Bio Hi C Analysis Hic Differential

by GPTomics

skill

Compare Hi-C contact matrices between conditions to identify differential chromatin interactions. Compute log2 fold changes, statistical significance, and visualize differential contact maps. Use when comparing Hi-C contacts between conditions.

Skill Details

Repository Files

3 files in this skill directory


name: bio-hi-c-analysis-hic-differential description: Compare Hi-C contact matrices between conditions to identify differential chromatin interactions. Compute log2 fold changes, statistical significance, and visualize differential contact maps. Use when comparing Hi-C contacts between conditions. tool_type: python primary_tool: cooltools

Hi-C Differential Analysis

Compare Hi-C contact matrices between conditions.

Required Imports

import cooler
import cooltools
import numpy as np
import pandas as pd
import matplotlib.pyplot as plt
from matplotlib.colors import TwoSlopeNorm
from scipy import stats
import bioframe

Load Two Conditions

# Load balanced cooler files at same resolution
clr1 = cooler.Cooler('condition1.mcool::resolutions/10000')
clr2 = cooler.Cooler('condition2.mcool::resolutions/10000')
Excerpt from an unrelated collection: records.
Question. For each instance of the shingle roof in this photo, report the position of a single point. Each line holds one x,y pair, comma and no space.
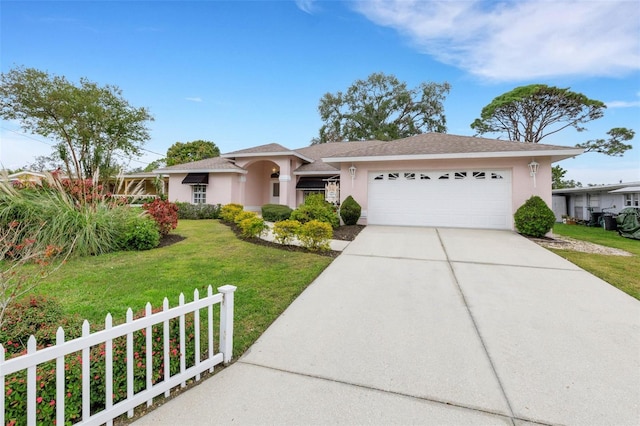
207,165
317,152
440,143
323,158
262,149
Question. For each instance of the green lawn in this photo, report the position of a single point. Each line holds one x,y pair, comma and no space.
620,271
268,279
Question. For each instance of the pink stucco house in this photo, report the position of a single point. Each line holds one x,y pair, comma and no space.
432,179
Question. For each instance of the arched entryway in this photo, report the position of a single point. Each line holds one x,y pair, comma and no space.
262,184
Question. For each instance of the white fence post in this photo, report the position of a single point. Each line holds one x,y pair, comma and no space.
148,343
86,372
129,319
183,342
226,322
108,367
2,385
31,385
196,331
82,347
60,384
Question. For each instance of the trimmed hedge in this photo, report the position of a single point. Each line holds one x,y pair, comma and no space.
276,212
285,231
198,211
228,212
350,211
140,233
315,235
315,207
252,225
534,218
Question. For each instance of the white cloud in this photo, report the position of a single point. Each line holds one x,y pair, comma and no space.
623,104
508,41
18,150
307,6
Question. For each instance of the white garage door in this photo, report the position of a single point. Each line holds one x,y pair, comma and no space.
453,198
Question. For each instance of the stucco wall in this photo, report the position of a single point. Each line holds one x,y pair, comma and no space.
222,188
522,183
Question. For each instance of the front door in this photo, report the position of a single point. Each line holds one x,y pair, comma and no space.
275,191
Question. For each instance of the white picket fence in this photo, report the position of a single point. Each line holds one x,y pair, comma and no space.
83,344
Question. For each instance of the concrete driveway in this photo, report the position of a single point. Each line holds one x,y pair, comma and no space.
436,326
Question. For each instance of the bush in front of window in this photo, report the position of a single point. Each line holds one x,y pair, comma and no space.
276,212
534,218
285,231
244,215
140,233
315,235
165,213
350,211
198,211
315,207
251,226
228,212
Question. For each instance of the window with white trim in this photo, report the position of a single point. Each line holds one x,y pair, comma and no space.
198,194
632,200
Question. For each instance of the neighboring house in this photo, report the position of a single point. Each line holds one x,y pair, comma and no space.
26,176
580,202
141,184
431,179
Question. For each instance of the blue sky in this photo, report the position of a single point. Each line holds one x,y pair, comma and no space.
246,73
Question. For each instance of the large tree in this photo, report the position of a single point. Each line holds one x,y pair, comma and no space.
559,182
382,108
91,124
180,153
531,113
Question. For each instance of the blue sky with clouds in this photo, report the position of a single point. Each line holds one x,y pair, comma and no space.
246,73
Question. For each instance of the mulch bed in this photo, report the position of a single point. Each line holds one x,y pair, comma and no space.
344,233
170,239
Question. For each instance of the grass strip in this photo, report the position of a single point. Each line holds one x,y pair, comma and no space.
268,279
623,272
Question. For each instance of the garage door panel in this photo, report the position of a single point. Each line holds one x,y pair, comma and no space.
466,198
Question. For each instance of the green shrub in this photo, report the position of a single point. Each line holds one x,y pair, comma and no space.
15,384
165,213
198,211
39,316
276,212
244,214
315,207
66,214
228,212
534,218
252,226
140,233
315,235
350,211
286,230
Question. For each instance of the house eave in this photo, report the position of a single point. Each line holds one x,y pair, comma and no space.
173,171
268,154
314,173
556,155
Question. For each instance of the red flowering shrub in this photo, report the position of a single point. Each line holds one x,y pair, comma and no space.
165,213
15,389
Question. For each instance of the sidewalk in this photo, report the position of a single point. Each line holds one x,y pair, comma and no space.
435,326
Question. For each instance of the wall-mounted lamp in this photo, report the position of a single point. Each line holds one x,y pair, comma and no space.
352,172
533,170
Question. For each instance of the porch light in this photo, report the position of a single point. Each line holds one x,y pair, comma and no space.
352,172
533,170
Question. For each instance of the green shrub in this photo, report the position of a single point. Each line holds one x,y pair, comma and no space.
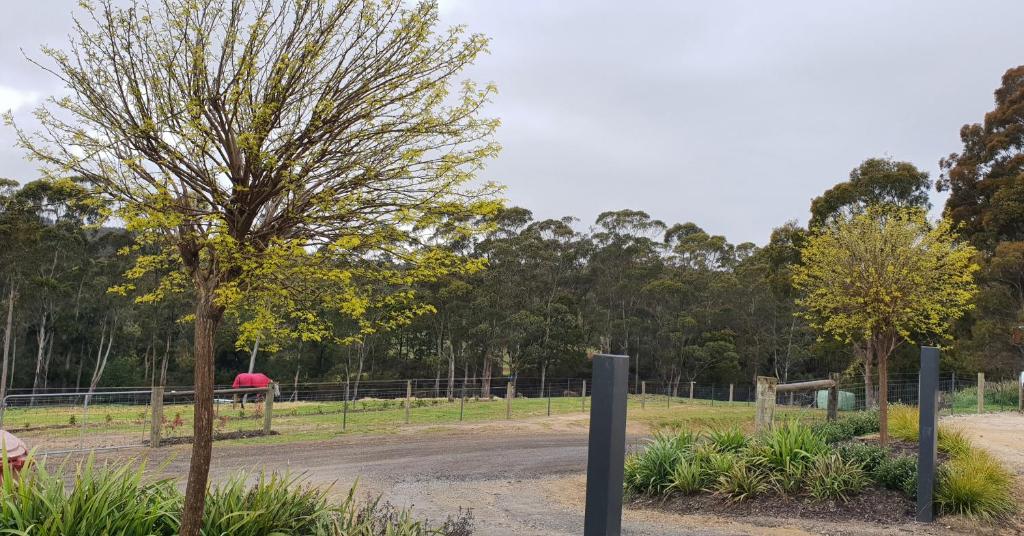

print(f'Condition 1: {clr1.info["sum"]:,} contacts')
print(f'Condition 2: {clr2.info["sum"]:,} contacts')

Compute Log2 Fold Change

def log2_fold_change(clr1, clr2, region, pseudocount=1):
    '''Compute log2(condition2/condition1) for a region'''
    mat1 = clr1.matrix(balance=True).fetch(region)
    mat2 = clr2.matrix(balance=True).fetch(region)

    # Add pseudocount and compute log2 ratio
    log2fc = np.log2((mat2 + pseudocount) / (mat1 + pseudocount))
    log2fc[np.isinf(log2fc)] = np.nan

    return log2fc

region = 'chr1:50000000-60000000'
log2fc = log2_fold_change(clr1, clr2, region)
print(f'Log2FC range: {np.nanmin(log2fc):.2f} to {np.nanmax(log2fc):.2f}')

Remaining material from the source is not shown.